System.out.println(test)
parser.parse(test)
}
This is the parser:
import com.github.trylks.tests.parser.ParserClasses._
import scala.util.parsing.combinator.syntactical._
import scala.util.parsing.combinator.ImplicitConversions
import scala.util.parsing.combinator.PackratParsers
class BaseParser extends StandardTokenParsers with ImplicitConversions with PackratParsers {
val eol = sys.props("line.separator")
lexical.delimiters += ("=", "|", "*", "[", "]", "(", ")", ";", eol)
def rules = rep1sep(rule, eol) ^^ { Rules(_) }
def rule = id ~ "=" ~ repsep(expression, "|") ^^ flatten3 { (e1: ID, _: Any, e3: List[Expression]) => Rule(e1, e3) }
def expression: Parser[Expression] = (element | parenthesized | optional) ^^ { x => x } // and sequence and repetition, but that's another problem...
def parenthesized: Parser[Expression] = "(" ~> expression <~ ")" ^^ { x => x }
def optional: Parser[Expression] = "[" ~> expression <~ "]" ^^ { Optional(_) }
def element: Parser[Element] = (id | constant) ^^ { x => x }
def constant: Parser[Constant] = stringLit ^^ { Constant(_) }
def id: Parser[ID] = ident ^^ { ID(_) }
def parse(text: String): Option[Rules] = {
val s = rules(new lexical.Scanner(text))
s match {
case Success(res, next) => {
println("Success!\n" + res.toString)
Some(res)
}
case Error(msg, next) => {
println("error: " + msg)
None
}
case Failure(msg, next) => {
println("failure: " + msg)
None
}
}
}
}
These are the classes that you are missing from the previous part of the code:
object ParserClasses {
abstract class Element extends Expression
case class ID(value: String) extends Element {
override def toString(): String = value
}
case class Constant(value: String) extends Element {
override def toString(): String = value
}
abstract class Expression
case class Optional(value: Expression) extends Expression {
override def toString() = s"[$value]"
}
case class Rule(head: ID, body: List[Expression]) {
override def toString() = s"$head = ${body.mkString(" | ")}"
}
case class Rules(rules: List[Rule]) {
override def toString() = rules.mkString("\n")
}
}
The problem is: as the code is now, it doesn't work, it parses only one rule (not both).
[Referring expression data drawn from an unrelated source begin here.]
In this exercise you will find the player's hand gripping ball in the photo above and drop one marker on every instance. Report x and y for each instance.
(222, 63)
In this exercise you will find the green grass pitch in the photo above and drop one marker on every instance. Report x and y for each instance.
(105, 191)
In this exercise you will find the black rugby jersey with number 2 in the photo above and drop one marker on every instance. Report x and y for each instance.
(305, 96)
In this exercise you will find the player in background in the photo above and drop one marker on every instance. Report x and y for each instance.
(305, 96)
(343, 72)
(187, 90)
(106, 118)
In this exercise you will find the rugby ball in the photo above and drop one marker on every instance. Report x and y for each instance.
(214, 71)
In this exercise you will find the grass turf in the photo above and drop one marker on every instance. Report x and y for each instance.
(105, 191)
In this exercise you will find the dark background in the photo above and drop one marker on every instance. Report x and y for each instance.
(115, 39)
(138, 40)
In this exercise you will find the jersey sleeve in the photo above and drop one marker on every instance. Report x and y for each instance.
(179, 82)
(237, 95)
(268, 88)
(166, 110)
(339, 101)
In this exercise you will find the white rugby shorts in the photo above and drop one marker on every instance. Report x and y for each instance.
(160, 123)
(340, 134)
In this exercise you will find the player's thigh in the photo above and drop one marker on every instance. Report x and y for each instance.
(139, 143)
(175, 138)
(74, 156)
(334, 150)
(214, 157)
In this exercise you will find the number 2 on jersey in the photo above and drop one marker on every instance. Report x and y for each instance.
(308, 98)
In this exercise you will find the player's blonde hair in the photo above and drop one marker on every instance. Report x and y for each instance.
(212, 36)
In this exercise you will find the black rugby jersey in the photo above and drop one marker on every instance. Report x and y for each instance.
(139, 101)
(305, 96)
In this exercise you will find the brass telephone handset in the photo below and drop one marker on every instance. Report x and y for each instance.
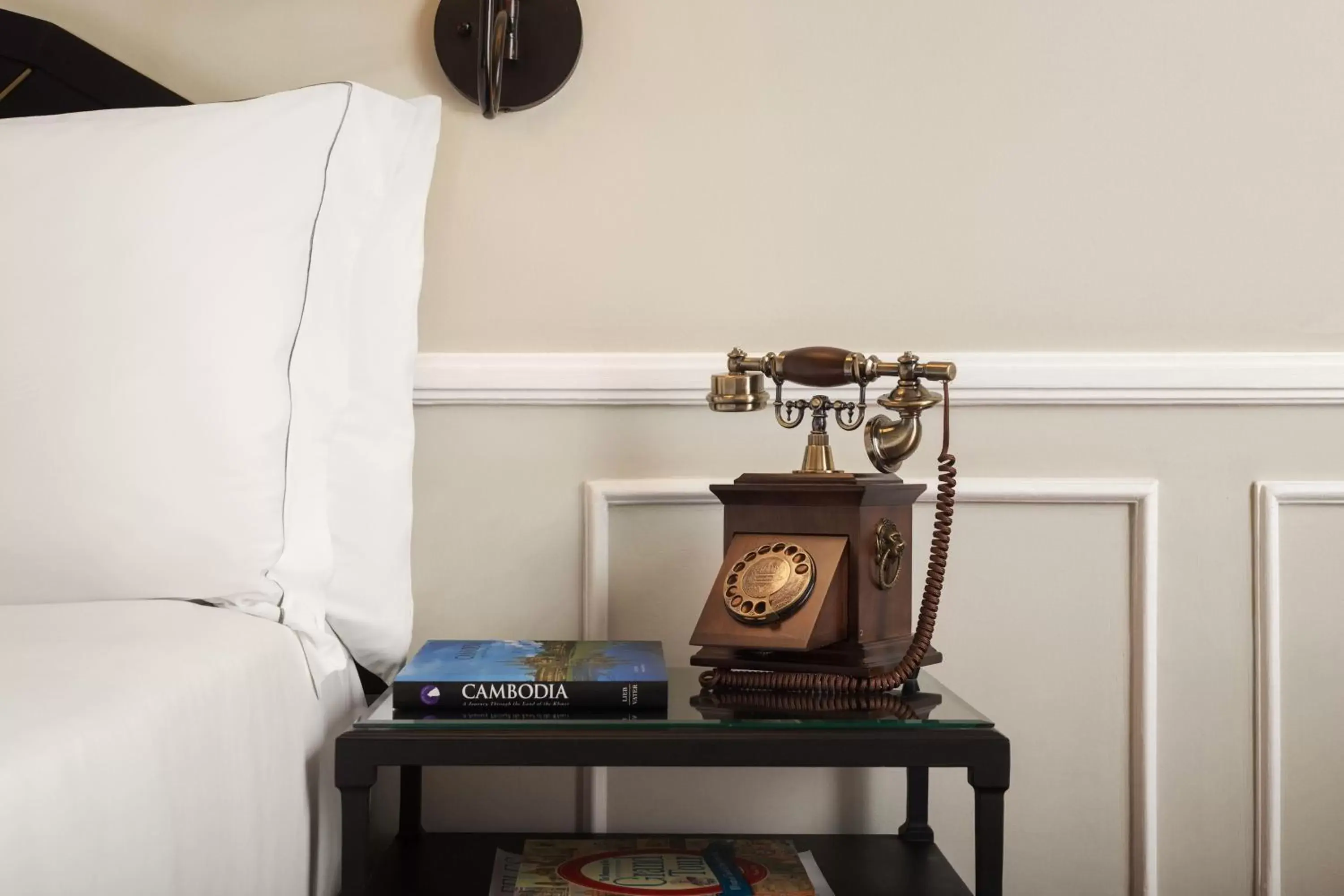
(826, 607)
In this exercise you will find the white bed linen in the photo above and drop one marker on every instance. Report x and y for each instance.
(164, 747)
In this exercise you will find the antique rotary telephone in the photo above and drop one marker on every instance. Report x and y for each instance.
(812, 593)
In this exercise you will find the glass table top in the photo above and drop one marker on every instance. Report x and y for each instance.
(933, 706)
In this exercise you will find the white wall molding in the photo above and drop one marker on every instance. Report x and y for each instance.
(1139, 495)
(1269, 710)
(986, 378)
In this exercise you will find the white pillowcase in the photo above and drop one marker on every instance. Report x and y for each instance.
(177, 299)
(369, 602)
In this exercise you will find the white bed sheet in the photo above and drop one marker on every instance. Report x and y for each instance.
(164, 747)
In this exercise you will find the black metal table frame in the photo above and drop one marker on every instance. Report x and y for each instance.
(982, 751)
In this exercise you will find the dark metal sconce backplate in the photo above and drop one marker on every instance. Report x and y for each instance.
(535, 58)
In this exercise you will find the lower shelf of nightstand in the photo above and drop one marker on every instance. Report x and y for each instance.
(854, 866)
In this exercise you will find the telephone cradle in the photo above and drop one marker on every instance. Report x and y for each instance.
(815, 593)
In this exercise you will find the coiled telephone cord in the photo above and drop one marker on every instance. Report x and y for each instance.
(799, 702)
(909, 665)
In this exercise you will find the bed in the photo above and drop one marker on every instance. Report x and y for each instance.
(207, 336)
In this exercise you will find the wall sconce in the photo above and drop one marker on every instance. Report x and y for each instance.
(508, 54)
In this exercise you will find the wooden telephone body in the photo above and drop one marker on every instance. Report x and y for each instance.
(850, 624)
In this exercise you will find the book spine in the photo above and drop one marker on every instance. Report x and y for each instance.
(530, 696)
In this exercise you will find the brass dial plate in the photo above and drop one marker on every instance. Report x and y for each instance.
(769, 583)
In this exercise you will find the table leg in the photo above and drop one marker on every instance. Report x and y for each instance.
(917, 831)
(409, 816)
(354, 840)
(990, 832)
(355, 778)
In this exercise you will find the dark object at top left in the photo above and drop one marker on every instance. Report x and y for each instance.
(508, 54)
(46, 72)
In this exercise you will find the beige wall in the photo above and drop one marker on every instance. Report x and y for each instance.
(963, 177)
(1051, 177)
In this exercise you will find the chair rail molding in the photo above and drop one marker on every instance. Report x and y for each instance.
(1269, 718)
(600, 496)
(984, 378)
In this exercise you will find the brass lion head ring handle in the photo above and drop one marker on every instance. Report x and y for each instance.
(890, 552)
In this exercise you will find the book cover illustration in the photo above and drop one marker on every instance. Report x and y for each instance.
(534, 676)
(664, 866)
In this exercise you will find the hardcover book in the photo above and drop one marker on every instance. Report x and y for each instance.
(682, 866)
(534, 676)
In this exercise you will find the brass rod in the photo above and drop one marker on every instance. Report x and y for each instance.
(15, 84)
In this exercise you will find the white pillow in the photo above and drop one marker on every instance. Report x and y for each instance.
(369, 602)
(175, 310)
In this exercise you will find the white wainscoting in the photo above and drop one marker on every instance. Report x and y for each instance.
(984, 378)
(1269, 735)
(1142, 497)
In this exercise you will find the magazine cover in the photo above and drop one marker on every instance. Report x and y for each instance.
(534, 676)
(664, 866)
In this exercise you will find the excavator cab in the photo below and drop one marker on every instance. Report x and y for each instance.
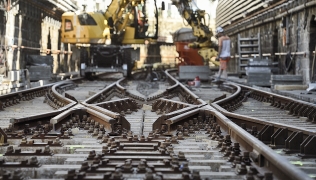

If I replace eol with ";" (in the main and the parser) then it works (at least for this test).
Most people seem to prefer regex parsers, every blog explaining parser combinators doesn't get into details about the traits that could be extended or not, so I have no idea about those differences or why there are several (I say this because it may be important to understand why the code doesn't work). The problem is: If I try to use regex parsers then I get errors for all the strings that I have specified in the parsers "=", "*", etc.